Semiconductor and HDD manufacturers turning to imprint lithography

Mark Melliar-Smith, CEO, Molecular Imprints, Inc., Austin, TX USA

To paraphrase Samuel Johnson, nothing focuses the mind like an economic meltdown. The semiconductor industry and its capital equipment suppliers were already in the midst of a severe downturn as we entered the fourth quarter of 2008. Softening consumer demand and overcapacity in memory caused prices to plummet. Overlay the global credit crisis, and our industry faces challenges with a depth and breadth we've rarely had to face, even given our volatile history.

We must fight our tendency to overreact with poorly planned cost cutting and a hunkering down, and rather, remind ourselves that from adversity comes opportunity.
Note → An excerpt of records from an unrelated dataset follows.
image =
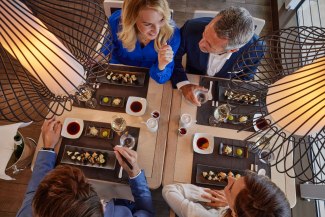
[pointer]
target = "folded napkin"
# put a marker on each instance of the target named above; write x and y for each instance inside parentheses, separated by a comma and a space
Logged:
(7, 133)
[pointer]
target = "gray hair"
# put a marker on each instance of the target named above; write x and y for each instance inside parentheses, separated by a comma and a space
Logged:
(236, 25)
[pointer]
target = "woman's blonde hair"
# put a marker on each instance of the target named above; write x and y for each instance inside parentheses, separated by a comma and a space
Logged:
(130, 13)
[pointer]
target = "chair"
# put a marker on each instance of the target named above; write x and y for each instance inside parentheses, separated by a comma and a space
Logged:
(258, 23)
(110, 6)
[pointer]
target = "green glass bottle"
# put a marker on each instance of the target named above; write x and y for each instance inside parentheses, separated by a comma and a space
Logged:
(19, 145)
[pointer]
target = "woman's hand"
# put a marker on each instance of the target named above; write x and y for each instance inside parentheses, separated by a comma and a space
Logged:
(217, 197)
(131, 156)
(165, 56)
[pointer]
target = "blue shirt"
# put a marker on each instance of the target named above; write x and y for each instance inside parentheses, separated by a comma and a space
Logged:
(141, 56)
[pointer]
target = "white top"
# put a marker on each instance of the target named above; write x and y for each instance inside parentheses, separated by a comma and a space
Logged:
(215, 63)
(185, 200)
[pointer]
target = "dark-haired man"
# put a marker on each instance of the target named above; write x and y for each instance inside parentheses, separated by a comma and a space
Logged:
(65, 191)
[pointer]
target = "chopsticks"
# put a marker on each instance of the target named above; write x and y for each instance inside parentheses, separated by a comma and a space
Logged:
(127, 162)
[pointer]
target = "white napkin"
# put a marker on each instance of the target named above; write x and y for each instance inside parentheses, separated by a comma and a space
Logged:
(7, 133)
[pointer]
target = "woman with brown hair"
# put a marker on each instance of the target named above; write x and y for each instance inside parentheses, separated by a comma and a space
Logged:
(144, 35)
(64, 191)
(249, 196)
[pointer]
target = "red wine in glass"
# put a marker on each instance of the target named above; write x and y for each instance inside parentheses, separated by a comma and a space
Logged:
(136, 106)
(155, 115)
(202, 143)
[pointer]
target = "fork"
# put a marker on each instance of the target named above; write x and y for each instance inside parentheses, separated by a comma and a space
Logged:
(210, 97)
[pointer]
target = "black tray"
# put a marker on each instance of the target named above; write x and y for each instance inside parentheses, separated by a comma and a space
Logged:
(110, 101)
(234, 151)
(205, 168)
(100, 130)
(138, 83)
(223, 98)
(109, 157)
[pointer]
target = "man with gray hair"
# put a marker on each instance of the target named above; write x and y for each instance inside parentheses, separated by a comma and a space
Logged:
(212, 46)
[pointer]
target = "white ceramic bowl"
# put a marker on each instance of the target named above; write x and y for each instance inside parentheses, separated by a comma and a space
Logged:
(67, 121)
(132, 99)
(210, 139)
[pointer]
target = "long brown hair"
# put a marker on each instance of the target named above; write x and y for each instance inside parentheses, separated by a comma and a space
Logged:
(130, 12)
(261, 198)
(65, 192)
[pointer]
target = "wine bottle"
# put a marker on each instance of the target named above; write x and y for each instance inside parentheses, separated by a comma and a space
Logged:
(19, 145)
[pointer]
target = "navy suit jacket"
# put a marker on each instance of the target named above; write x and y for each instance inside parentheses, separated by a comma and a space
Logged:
(45, 162)
(197, 61)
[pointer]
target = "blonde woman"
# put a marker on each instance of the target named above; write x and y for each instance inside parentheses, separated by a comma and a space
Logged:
(144, 35)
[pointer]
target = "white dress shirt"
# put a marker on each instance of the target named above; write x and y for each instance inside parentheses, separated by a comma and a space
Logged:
(185, 200)
(215, 64)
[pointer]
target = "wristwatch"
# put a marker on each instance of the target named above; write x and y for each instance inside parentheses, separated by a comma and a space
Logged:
(47, 149)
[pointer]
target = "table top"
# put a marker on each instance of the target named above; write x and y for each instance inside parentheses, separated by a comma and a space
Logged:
(151, 146)
(179, 152)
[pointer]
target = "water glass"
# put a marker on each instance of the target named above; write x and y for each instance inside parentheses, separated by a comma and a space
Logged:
(127, 140)
(201, 96)
(152, 124)
(220, 115)
(118, 124)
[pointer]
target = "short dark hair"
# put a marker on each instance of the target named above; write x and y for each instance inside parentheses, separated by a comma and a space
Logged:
(65, 192)
(236, 25)
(261, 198)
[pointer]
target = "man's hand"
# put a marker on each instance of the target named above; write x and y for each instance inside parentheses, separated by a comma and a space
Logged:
(165, 56)
(188, 91)
(131, 156)
(51, 130)
(217, 197)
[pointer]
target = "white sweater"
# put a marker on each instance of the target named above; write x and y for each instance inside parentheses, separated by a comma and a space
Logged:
(184, 200)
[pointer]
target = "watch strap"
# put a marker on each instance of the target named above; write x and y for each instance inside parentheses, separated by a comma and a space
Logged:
(47, 149)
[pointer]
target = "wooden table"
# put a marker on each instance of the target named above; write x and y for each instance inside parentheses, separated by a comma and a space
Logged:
(151, 146)
(179, 153)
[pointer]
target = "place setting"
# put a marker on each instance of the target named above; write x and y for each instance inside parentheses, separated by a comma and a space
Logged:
(217, 158)
(89, 145)
(112, 88)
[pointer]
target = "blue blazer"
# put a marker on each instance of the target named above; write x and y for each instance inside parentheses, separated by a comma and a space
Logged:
(141, 56)
(142, 207)
(197, 61)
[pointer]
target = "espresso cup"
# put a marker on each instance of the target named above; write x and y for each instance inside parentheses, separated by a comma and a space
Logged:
(152, 124)
(182, 131)
(185, 120)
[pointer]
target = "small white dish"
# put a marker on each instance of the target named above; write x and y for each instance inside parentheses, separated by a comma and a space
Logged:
(208, 137)
(133, 99)
(67, 121)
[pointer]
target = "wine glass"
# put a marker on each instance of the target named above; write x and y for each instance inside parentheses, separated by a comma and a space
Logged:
(118, 124)
(220, 115)
(85, 95)
(266, 156)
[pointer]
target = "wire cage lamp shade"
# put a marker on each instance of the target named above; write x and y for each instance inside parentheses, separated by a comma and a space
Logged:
(290, 86)
(47, 50)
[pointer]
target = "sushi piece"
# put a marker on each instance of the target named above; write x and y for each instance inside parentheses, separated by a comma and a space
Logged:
(205, 174)
(222, 176)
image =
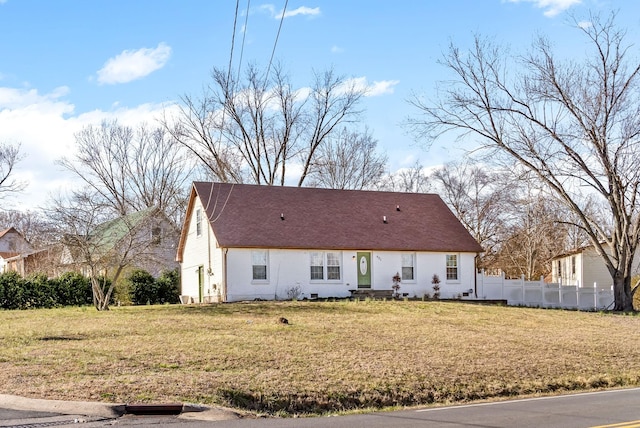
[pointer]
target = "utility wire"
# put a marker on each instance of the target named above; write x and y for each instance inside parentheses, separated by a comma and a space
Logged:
(233, 39)
(244, 35)
(275, 43)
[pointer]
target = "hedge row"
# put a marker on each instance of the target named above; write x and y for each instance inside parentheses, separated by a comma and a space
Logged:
(144, 289)
(74, 289)
(38, 291)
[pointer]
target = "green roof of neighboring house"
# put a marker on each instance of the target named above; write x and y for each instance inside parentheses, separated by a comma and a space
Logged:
(107, 235)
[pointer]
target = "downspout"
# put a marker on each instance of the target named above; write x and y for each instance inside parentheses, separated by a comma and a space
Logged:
(224, 274)
(475, 275)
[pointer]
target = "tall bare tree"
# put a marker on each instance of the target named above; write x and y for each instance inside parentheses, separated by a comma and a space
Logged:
(32, 225)
(412, 180)
(252, 129)
(9, 157)
(348, 160)
(102, 245)
(533, 235)
(481, 199)
(131, 169)
(576, 125)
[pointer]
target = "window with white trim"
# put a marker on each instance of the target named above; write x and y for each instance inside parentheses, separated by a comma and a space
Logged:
(259, 265)
(408, 263)
(198, 222)
(452, 267)
(325, 265)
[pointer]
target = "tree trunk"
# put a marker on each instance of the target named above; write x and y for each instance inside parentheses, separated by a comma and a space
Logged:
(623, 298)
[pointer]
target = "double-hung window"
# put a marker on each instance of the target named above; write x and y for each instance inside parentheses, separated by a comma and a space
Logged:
(452, 267)
(408, 266)
(325, 266)
(259, 264)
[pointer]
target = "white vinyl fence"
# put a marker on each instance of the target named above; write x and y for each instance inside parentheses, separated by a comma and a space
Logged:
(518, 292)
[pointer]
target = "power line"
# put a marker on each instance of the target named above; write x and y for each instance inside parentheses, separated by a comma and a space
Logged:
(244, 34)
(275, 43)
(233, 39)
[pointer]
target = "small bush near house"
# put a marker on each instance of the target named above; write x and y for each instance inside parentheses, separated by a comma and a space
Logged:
(146, 290)
(72, 289)
(11, 290)
(168, 285)
(39, 292)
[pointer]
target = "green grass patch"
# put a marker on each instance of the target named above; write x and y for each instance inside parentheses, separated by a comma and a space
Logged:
(331, 357)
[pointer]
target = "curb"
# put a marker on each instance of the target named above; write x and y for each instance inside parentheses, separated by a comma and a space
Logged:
(63, 407)
(110, 410)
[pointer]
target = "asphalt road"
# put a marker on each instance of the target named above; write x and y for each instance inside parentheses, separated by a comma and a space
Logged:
(614, 408)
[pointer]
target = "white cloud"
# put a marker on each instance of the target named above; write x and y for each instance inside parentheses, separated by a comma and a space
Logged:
(134, 64)
(374, 89)
(551, 7)
(302, 10)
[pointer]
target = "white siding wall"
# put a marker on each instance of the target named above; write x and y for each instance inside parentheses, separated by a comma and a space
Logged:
(594, 270)
(201, 251)
(291, 268)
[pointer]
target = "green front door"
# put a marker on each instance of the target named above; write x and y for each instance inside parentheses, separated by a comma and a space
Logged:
(200, 283)
(364, 270)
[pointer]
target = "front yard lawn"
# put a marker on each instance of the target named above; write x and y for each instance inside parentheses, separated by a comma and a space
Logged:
(330, 357)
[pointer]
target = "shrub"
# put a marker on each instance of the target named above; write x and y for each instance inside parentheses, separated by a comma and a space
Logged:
(168, 286)
(11, 290)
(72, 289)
(142, 287)
(38, 292)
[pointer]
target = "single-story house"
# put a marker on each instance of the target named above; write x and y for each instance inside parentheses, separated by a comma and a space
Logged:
(12, 245)
(583, 267)
(247, 242)
(144, 239)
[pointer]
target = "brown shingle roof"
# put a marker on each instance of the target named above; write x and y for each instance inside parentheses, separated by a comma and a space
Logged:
(246, 216)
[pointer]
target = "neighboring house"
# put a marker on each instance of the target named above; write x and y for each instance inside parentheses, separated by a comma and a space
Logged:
(12, 244)
(44, 261)
(582, 267)
(246, 242)
(145, 239)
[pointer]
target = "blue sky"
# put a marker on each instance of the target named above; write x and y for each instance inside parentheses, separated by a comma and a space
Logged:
(65, 64)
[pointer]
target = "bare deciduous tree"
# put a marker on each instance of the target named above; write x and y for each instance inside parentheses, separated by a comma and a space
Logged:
(101, 245)
(534, 234)
(252, 129)
(9, 158)
(411, 180)
(31, 224)
(575, 125)
(348, 161)
(131, 169)
(481, 199)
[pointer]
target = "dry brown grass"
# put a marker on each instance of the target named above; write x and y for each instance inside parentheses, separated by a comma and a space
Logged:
(333, 356)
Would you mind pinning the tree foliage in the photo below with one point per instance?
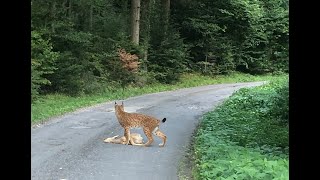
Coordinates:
(75, 43)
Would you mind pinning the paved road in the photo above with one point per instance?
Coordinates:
(71, 147)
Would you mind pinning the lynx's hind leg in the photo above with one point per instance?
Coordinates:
(160, 134)
(127, 135)
(148, 133)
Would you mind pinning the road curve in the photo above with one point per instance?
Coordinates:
(71, 147)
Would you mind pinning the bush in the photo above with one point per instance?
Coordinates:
(43, 60)
(247, 136)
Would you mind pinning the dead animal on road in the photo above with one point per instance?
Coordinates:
(149, 124)
(137, 139)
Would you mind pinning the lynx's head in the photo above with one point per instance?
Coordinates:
(118, 107)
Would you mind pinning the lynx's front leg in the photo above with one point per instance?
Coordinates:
(162, 136)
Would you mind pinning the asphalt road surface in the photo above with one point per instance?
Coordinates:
(71, 147)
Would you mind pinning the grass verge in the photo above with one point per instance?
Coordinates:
(246, 137)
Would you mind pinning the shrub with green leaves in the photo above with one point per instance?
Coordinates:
(247, 136)
(43, 60)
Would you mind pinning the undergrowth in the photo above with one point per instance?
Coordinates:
(57, 104)
(247, 136)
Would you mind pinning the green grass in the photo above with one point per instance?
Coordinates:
(57, 104)
(247, 136)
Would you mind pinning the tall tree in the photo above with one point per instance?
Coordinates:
(135, 21)
(166, 14)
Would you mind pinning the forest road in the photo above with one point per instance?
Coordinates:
(71, 147)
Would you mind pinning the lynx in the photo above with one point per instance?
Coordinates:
(149, 124)
(137, 138)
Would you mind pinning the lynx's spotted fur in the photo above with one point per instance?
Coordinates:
(137, 138)
(134, 120)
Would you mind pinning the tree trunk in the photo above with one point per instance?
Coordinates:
(166, 14)
(135, 21)
(145, 30)
(53, 15)
(91, 17)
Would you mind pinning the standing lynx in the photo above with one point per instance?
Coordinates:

The technical challenges facing semiconductor makers include new materials such as high- and low-k, new processes such as through-silicon vias and strained silicon, and the omnipresent end of optical lithography. Many of these challenges have accumulated at the door of nonvolatile memory makers, given their leading role in reducing design rules.

Faced with seemingly insatiable demand for more and more storage, producers must continually innovate to deliver higher bit densities at lower cost. For the first time in their respective lives, rotating and solid state storage are examining the same solution to their need for the ever-shrinking, low cost/bit: imprint lithography.

As EUV continues to delay, semiconductor lithographers have deployed an endless litany of design and process tricks to extend 193nm lithography. However, the significant increases in design and process complexity have driven costs to non-competitive levels, and no business can accept a 2× increase in its processing costs even as its products drop 2× each year in price ($/megabit). In consequence, major flash memory producers are now planning to take advantage of imprint's inherent low capital cost and low CoO in the 2Xnm regime.

Similarly, HDD producers are now moving to patterned media to maintain their history of 50%/year increases in areal density. The cost of leading-edge optical lithography is more than 10x what the drive industry can afford. In contrast, imprint lithography, with its lower cost and ability to print the whole disk in a single step, provides an acceptable solution for patterned media at sub-20nm resolution.

Necessity has been said to be the mother of invention, and today, economic and technical necessities are driving semiconductor memory and HDD manufacturers to turn to imprint lithography.